Absurdly Driven looks at the world of business with a skeptical eye and a firmly rooted tongue in cheek. 

Millennials have been subject to more prejudice than any single member of the Trump family.

Or even all of them put together.

Millennials are said to be entitled, know-it-all-ish and barely even there.

Could it be, though, that these put-upon beings, born into a world of constant screening and screaming, could be, I don't know, diligent or even hard-working?

A survey, sponsored by cloud accounting firm Freshbooks, has just slithered onto my screen like an inebriated moth who just can't eat any more clothing and demanded my attention.

It consisted of answers committed by 1,000 American freelancers -- representative, allegedly, of all the United States.

They were asked about their work habits and I will ask you to take a deep breath.


56 percent of millennials work more than 40 hours a week. 

You might think this piffling. The surveyors insist it's 8 percent more than those aged 45 and over.

Do business lunches count as work?

20 percent of millennials claim they work more than 60 hours a week. I cannot confirm they've all been financed by the same six Silicon Valley venture capital companies.

A painfully fulsome 70 percent claim they've, gasp, worked on weekends.

63 percent have worked when they're, oh, sick. (Perhaps the same) dedicated 63 percent have worked on their birthdays. 48 percent have worked on New Year's Eve or New Year's Day.
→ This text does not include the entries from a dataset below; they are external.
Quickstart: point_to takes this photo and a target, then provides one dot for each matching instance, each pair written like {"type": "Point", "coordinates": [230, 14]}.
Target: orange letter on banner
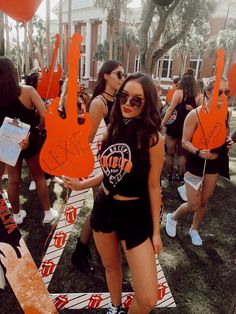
{"type": "Point", "coordinates": [66, 150]}
{"type": "Point", "coordinates": [211, 131]}
{"type": "Point", "coordinates": [20, 10]}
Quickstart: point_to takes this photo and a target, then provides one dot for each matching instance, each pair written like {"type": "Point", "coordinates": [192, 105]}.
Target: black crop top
{"type": "Point", "coordinates": [125, 173]}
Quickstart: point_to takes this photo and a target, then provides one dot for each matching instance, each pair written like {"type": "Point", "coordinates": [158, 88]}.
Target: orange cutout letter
{"type": "Point", "coordinates": [66, 150]}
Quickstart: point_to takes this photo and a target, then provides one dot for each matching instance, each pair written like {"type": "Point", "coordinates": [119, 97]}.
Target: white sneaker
{"type": "Point", "coordinates": [18, 218]}
{"type": "Point", "coordinates": [57, 180]}
{"type": "Point", "coordinates": [116, 310]}
{"type": "Point", "coordinates": [5, 196]}
{"type": "Point", "coordinates": [50, 215]}
{"type": "Point", "coordinates": [170, 225]}
{"type": "Point", "coordinates": [195, 237]}
{"type": "Point", "coordinates": [32, 186]}
{"type": "Point", "coordinates": [182, 192]}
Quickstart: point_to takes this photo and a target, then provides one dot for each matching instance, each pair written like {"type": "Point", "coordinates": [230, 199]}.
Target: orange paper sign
{"type": "Point", "coordinates": [211, 131]}
{"type": "Point", "coordinates": [66, 150]}
{"type": "Point", "coordinates": [20, 10]}
{"type": "Point", "coordinates": [48, 87]}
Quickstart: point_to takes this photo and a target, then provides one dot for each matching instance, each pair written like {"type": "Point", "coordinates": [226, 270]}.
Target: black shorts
{"type": "Point", "coordinates": [130, 219]}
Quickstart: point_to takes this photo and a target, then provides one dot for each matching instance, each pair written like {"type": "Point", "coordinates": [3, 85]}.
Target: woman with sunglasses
{"type": "Point", "coordinates": [110, 78]}
{"type": "Point", "coordinates": [203, 166]}
{"type": "Point", "coordinates": [127, 205]}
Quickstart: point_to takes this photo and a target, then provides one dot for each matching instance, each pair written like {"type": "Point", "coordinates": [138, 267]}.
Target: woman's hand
{"type": "Point", "coordinates": [189, 107]}
{"type": "Point", "coordinates": [24, 143]}
{"type": "Point", "coordinates": [205, 154]}
{"type": "Point", "coordinates": [157, 243]}
{"type": "Point", "coordinates": [72, 183]}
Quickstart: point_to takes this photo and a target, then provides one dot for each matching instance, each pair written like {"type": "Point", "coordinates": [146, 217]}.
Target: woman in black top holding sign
{"type": "Point", "coordinates": [110, 78]}
{"type": "Point", "coordinates": [203, 166]}
{"type": "Point", "coordinates": [20, 101]}
{"type": "Point", "coordinates": [185, 98]}
{"type": "Point", "coordinates": [127, 206]}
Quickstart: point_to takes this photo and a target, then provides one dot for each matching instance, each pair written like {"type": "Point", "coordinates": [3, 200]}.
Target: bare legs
{"type": "Point", "coordinates": [108, 247]}
{"type": "Point", "coordinates": [197, 200]}
{"type": "Point", "coordinates": [141, 261]}
{"type": "Point", "coordinates": [174, 145]}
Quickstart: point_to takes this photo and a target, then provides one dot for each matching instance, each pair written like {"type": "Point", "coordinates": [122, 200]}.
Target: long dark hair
{"type": "Point", "coordinates": [189, 86]}
{"type": "Point", "coordinates": [150, 117]}
{"type": "Point", "coordinates": [106, 68]}
{"type": "Point", "coordinates": [9, 82]}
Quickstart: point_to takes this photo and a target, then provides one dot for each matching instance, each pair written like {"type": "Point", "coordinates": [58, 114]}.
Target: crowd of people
{"type": "Point", "coordinates": [142, 134]}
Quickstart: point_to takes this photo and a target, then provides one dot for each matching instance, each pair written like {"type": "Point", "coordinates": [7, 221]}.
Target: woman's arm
{"type": "Point", "coordinates": [77, 184]}
{"type": "Point", "coordinates": [97, 112]}
{"type": "Point", "coordinates": [38, 104]}
{"type": "Point", "coordinates": [176, 99]}
{"type": "Point", "coordinates": [190, 125]}
{"type": "Point", "coordinates": [156, 164]}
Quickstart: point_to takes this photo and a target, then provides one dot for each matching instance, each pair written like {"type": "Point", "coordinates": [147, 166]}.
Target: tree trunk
{"type": "Point", "coordinates": [110, 43]}
{"type": "Point", "coordinates": [2, 48]}
{"type": "Point", "coordinates": [69, 20]}
{"type": "Point", "coordinates": [31, 52]}
{"type": "Point", "coordinates": [26, 54]}
{"type": "Point", "coordinates": [48, 32]}
{"type": "Point", "coordinates": [127, 60]}
{"type": "Point", "coordinates": [18, 50]}
{"type": "Point", "coordinates": [7, 36]}
{"type": "Point", "coordinates": [161, 68]}
{"type": "Point", "coordinates": [117, 9]}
While their bosses, no doubt, partied.

A strange 27 percent have invoiced a customer while they were on a date. The millennial, not the customer.

Although, it would add a touching twist if the millennial was actually on a date with the customer and, half way through, remembered to invoice them. 

39 percent actually admitted that they work overtime because they, oh, love their jobs.

I'd like you, however, to pause, take one more breath and focus on a particular 32 percent.

These hardy souls insist they've worked in the bathroom. 

It's unrecorded whether they were seated or standing. It's unrecorded whether they were wet or dry. We don't know whether they'd already brushed their teeth or whether they put work before fresh breath.

Please, I think millennials come in the same varieties as do other humans. There's no more a millennial than there is an old person.

Still, those in the millennial generations have largely been served terribly by their elders, who have left them an Earth that's rotting and a set of values that's less than valuable. 

Please, therefore, be stunned, startled or entirely unmoved by the idea that many millennials are utterly dedicated to providing the finest quality of work they can.

Or, at least, to answering surveys in a way that they think will put them in a very positive light.